45 If I have to give evidence, I will, I'm not going to withhold it; But I don't want to go to court and give evidence.
- In the event that I am satisfied that the balancing exercise required by the exercise of the discretion under s 18 of the Evidence Act is struck in favour of the young person not being required to give evidence as a witness in the trial, in oral submissions the Crown confirmed its intention not to seek to tender the interview pursuant to s 65 of the Evidence Act. That section operates as an exception to the hearsay rule in criminal proceedings where a witness who has made a previous representation about an asserted fact is unavailable. The approach taken by the Crown avoided the need for me to consider the apparent conflict between authorities in New South Wales and Victoria concerning the interrelationship between ss 18 and 65 of the Evidence Act, [3] and whether, in the circumstances of this case, I was bound by either approach.
- The position taken by the Crown also avoided the need for me to give further consideration to the detailed submissions advanced by Ms Climo of counsel who appears for JOS. She submitted that in the circumstances of this trial where the manner in which the young person was questioned by police was improper, raising questions about the reliability of his answers, that despite the young person's age, otherwise rendering him a "vulnerable person" for the purposes of ss 306U and 306V Part 6 Division 3 of the Criminal Procedure Act, if he is required to give evidence in the trial, the Crown should not be permitted to avail itself of those provisions by the tender of the recorded interview of the young person as his evidence in chief but he should give his evidence viva voce. [4]

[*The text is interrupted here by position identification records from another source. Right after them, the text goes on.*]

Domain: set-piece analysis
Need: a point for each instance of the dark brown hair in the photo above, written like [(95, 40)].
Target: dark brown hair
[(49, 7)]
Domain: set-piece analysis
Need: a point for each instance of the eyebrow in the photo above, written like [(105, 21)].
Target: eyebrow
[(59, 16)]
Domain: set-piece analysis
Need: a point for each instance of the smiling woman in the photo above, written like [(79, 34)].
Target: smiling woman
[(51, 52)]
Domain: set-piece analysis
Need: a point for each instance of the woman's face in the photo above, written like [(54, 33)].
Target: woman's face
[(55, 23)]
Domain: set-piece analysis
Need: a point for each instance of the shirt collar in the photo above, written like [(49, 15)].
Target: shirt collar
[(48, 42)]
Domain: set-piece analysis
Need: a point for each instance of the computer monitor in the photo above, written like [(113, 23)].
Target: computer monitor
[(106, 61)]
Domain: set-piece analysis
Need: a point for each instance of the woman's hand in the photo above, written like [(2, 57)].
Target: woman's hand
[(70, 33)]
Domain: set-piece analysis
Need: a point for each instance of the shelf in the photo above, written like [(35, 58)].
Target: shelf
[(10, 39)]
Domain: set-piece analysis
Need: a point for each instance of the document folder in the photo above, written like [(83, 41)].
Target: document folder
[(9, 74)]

- The complaint Ms Climo makes about the propriety of the circumstances in which the young person was questioned, were also advanced in support of the young person's application that he should not be required to give evidence.
- It was submitted that the circumstances in which the young person was interviewed where the interview was conducted without an adult support person being present; without the young person being provided with the opportunity to seek legal advice addressing his right to refuse to participate in the interview and, where neither the interviewing police officer nor the investigating police who arranged for the interview made it clear to the young person, or his aunt, that by participating in the interview he would, or might be called as a witness in the trial of two close family members, were circumstances properly to be taken into account amongst the range of statutory considerations expressly provided for s 18(7) of the Evidence Act when undertaking the balancing exercise in s 18(6) of the Evidence Act.